Estimating PPV buys is always difficult, but this fight would do a huge number. The only question is whether it would be the number one buyrate of all time or fall in just behind UFC 100. Given the fact that Anderson Silva just headlined a show against another Brazilian that did over 700,000 buys, I am comfortable estimating that this super fight will at the very least tie the UFC 100 record of 1.6 million buys. Industry sources suggest the UFC takes about $24 in revenue per PPV buy, which means that if my buyrate estimate is correct, PPV revenue would total $38.4 million.
The revenue story doesn't end there. The UFC takes in significant sponsorship revenue from Bud Light, Harley Davidson, Tapout, Boost Mobile, and other companies. In addition to their ongoing deals, they would be able to sell single event spots at a huge rate for a show of this magnitude, and they would also be able to make a lot of money selling in-arena sponsorship spots.
Further, although the UFC's international television deals are confidential, one can surmise that these deals bring in substantial revenue considering the large number of fans watching in Mexico, Australia, Europe, and the Philippines. Finally, the UFC also earns significant merchandise revenue at live events, with spending at prior events coming in at $16.36 per cap according to Sports Business Daily.
All told, a Georges St. Pierre vs. Anderson Silva super fight will probably gross over $60 million in revenue in a single night. Will the UFC's biggest star, Georges St. Pierre, be able to cash in?
Fans have predictably misunderstood St. Pierre's attitude regarding a potential move to 185. They believe he is "scared" or unsure about moving up. In reality, he is playing it cool in order to get the best deal possible. Who can blame him? He is the key player in the biggest fight in UFC history, he deserves a big piece of the pie.
A move to Middleweight is a huge career risk for St. Pierre. He stated that if he does move up in weight, he will put on enough muscle that moving back to 170 will no longer be an option. What happens if he loses? In order to justify his contract, he would probably be matched up against another big star in the Middleweight division. If he comes off a loss to Silva and gets matched up with the likes of Chael Sonnen or Yushin Okami, he'd be fighting wrestlers that have nearly 15 pounds on him.
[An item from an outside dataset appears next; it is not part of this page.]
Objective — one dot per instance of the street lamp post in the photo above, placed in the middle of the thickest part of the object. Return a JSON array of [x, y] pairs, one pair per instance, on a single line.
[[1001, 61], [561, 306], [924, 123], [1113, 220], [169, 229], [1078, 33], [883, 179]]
A loss to either one of them would mean one of the fastest falls from grace in UFC history. It is conceivable that in a period of nine months, he could end up across the table from UFC executives listening to them explain why his performance no longer justifies the millions of dollars he makes.
Georges St. Pierre is currently dominating the welterweight division and making millions of dollars in the process. He will likely be able to do that for years to come. It makes absolutely no sense for him to move up in weight unless there is a massive financial reward waiting for him.
Dana White publicly stated that $5 million is the biggest purse he's paid a fighter to date. Georges St. Pierre should make a lot more than that to move up in weight and fight a much bigger man in the biggest fight in UFC history. Would it be so outrageous for St. Pierre to ask the UFC to give him the first multi-year, guaranteed contract in UFC history in exchange for him taking such a huge risk?
After Georges St. Pierre defeats Jake Shields, the real negotiations for this fight will begin. As the parties negotiate, you'll hear a lot of empty talk about weight issues and complications regarding St. Pierre leaving his division. The real issue will be money.
For years, Dana White has castigated the sport of boxing for failing to put on the fights that fans want to see. If he's able to give the fans Georges St. Pierre vs. Anderson Silva while boxing fails to deliver Manny Pacquaio vs. Floyd Mayweather, it will serve as White's ultimate validation. If he chooses not to pay what it takes to make it happen, it will prove that he is no different than the boxing promoters he's spent years deriding.